Fort Carillon - Fort Carillon 1757

Fort Carillon 1757

Louis-Joseph de Montcalm, in command of the French troops at Fort Carillon decided to attack Fort William Henry from Fort Carillon. On August 9, 1757, Montcalm, with an army of 7,000 men consisting of French soldiers, Canadian militia, and Indians from various tribes, took Fort William Henry, situated at the southern point of Lake George. The Indians, who thought that an agreement had been made without their consent, revolted. What ensued were violent attacks by the Indians intoxicated by alcohol. There were, according to sources, between 70 and 150 people killed, scalped, and decapitated. After this massacre, the French soldiers accompanied the survivors to Fort Edward to avoid further bloodshed.

After his victory, Montcalm could have taken Fort Edward, but he took instead the destroyed Fort William Henry, and returned to Fort Carillon. The British had been humiliated and Montcalm had shown the compassion of a great general by stopping any further bloodshed by the Indians and accompanying the survivors. However, Montcalm knew that he had to withdraw because of the anger and loss of the Indians as allies, as well as a shortage of provisions.

In 1756, New France had suffered a disastrous crop failure. Montcalm was forced to release the Canadian militiamen who made up more than half of his force. The Canadians were urgently needed to return home for the harvest. However, in 1757, disaster struck again and the harvest was the worst in Canadian history. Conditions were particularly bad around Montreal, which was "the granary of Canada." By late September, the inhabitants were subsisting on a half-pound of bread a day, and those at Quebec on a quarter-pound of bread. A month later, there was no bread at all. "The distress is so great that some of the inhabitants are living on grass," Bougainville wrote. There was a feeling of dispirited despair in the colony and the conclusion was that its military prospects would soon become indefensible.

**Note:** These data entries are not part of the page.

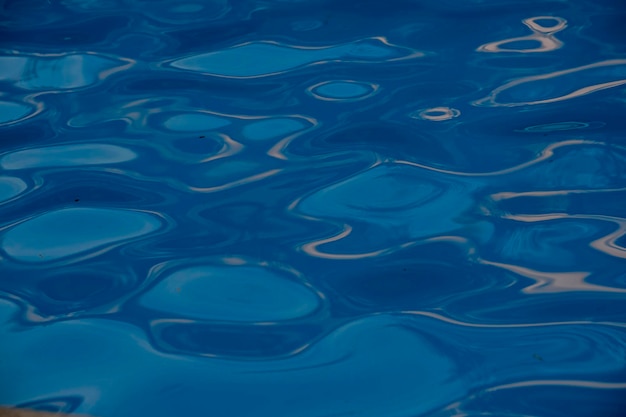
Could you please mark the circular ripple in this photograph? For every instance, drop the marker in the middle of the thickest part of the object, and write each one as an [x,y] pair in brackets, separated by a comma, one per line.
[342,90]
[10,187]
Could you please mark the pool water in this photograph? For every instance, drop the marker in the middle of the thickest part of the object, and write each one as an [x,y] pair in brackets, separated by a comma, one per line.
[313,208]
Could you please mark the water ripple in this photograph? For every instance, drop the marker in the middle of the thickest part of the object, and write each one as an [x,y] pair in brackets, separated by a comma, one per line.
[241,61]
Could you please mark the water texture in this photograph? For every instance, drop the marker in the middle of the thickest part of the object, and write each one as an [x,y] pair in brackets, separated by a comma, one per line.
[313,208]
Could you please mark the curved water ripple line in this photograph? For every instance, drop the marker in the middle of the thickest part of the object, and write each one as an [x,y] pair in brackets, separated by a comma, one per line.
[436,114]
[541,34]
[544,155]
[242,292]
[559,85]
[66,155]
[606,244]
[395,199]
[60,72]
[343,90]
[69,232]
[560,382]
[551,282]
[242,61]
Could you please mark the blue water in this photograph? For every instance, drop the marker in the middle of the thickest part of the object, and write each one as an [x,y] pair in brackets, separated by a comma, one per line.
[313,208]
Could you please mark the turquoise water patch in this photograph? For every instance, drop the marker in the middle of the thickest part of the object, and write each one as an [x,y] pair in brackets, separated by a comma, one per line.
[76,231]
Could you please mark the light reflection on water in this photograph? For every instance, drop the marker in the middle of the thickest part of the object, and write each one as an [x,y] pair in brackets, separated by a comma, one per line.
[313,209]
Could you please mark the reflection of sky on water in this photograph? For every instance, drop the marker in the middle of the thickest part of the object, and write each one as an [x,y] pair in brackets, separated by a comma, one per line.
[312,208]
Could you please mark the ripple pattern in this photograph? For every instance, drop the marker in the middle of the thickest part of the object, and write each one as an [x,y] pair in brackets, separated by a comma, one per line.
[313,208]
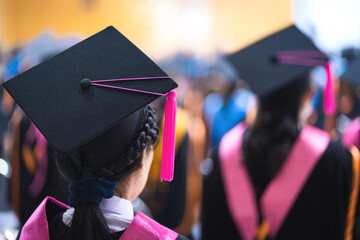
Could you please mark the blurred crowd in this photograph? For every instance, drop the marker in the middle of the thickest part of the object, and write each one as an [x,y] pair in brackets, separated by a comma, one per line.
[211,100]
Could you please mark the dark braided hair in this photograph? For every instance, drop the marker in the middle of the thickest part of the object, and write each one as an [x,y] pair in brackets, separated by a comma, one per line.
[88,221]
[267,144]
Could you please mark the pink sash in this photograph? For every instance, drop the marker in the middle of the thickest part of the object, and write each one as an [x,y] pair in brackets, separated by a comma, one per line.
[36,227]
[142,227]
[281,193]
[351,136]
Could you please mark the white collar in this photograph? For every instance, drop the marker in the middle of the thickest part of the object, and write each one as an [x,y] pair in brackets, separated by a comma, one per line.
[118,213]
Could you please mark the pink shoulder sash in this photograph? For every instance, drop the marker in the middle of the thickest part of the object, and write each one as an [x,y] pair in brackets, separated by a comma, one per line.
[36,226]
[143,227]
[351,136]
[281,193]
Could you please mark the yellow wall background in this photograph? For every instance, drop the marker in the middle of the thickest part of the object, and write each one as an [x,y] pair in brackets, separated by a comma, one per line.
[159,27]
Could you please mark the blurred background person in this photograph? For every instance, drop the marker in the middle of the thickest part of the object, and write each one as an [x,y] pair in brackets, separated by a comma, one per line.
[281,178]
[189,40]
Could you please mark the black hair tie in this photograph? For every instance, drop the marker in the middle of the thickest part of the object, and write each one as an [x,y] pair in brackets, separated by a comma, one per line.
[90,190]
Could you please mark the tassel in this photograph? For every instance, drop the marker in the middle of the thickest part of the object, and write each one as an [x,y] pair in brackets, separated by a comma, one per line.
[168,154]
[329,94]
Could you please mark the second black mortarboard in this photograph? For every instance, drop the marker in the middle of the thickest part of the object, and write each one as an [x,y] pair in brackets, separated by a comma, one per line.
[279,59]
[88,89]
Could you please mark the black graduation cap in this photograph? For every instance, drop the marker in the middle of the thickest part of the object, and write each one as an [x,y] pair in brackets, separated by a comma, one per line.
[258,64]
[64,98]
[352,74]
[277,60]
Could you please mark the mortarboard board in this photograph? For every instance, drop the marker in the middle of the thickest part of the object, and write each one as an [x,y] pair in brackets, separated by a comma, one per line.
[96,85]
[352,74]
[277,60]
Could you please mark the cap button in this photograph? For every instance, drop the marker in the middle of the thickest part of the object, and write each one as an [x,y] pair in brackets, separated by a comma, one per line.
[85,83]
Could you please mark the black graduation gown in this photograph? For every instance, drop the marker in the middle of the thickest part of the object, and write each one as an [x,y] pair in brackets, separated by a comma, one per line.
[319,212]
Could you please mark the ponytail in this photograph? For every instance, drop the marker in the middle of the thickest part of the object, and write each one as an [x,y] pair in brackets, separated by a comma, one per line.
[88,222]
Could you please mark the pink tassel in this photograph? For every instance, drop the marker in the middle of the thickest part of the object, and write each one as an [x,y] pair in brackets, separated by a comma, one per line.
[329,94]
[168,154]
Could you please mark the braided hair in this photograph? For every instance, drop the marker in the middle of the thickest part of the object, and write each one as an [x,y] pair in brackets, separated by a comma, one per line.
[88,221]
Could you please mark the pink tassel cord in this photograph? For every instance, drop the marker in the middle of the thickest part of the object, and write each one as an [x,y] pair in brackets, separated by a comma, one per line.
[329,94]
[311,58]
[168,154]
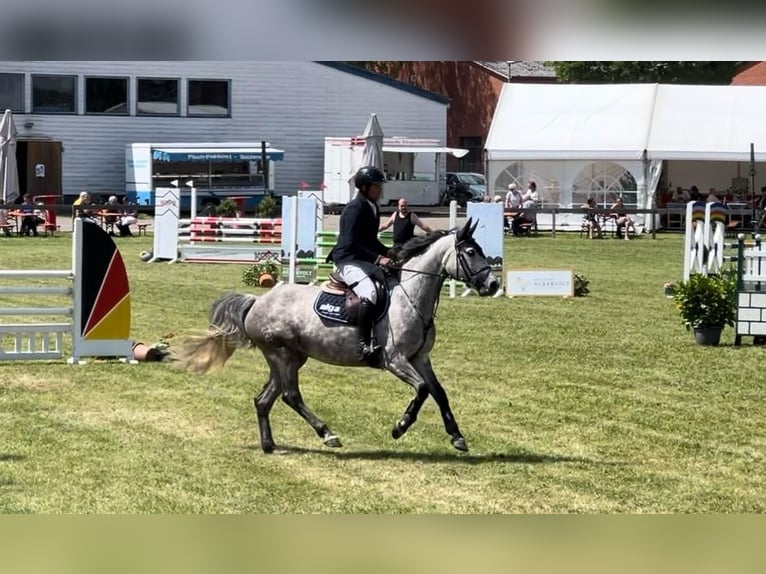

After a string of French victories in 1757, the British were prompted to organize a large-scale attack on the fort as part of a multifaceted campaign strategy against Canada. In June 1758, British General James Abercromby began amassing a large force at Fort William Henry in preparation for the military campaign directed up the Champlain Valley. These forces landed at the north end of Lake George, only four miles from the fort, on July 6. The French general Louis-Joseph de Montcalm, who had only arrived at Carillon in late June, engaged his troops in a flurry of work to improve the fort's outer defenses. They built, over two days, entrenchments around a rise between the fort and Mount Hope, about three-quarters of a mile (one kilometer) northwest of the fort, and then constructed an abatis (felled trees with sharpened branches pointing out) below these entrenchments. Abercromby's failure to advance directly to the fort on July 7 made much of this defensive work possible. Brigadier General George Howe, Abercromby's second-in-command, had been killed when his column encountered a French reconnaissance troop. Abercromby "felt most heavily" and may have been unwilling to act immediately.

1757 was therefore a bad year for the British in North America, not only because of their defeat in northern New York, but in the Ohio Valley and Nova Scotia as well. That year, British Prime-Minister William Pitt named General James Wolfe commander of the British troops in North America.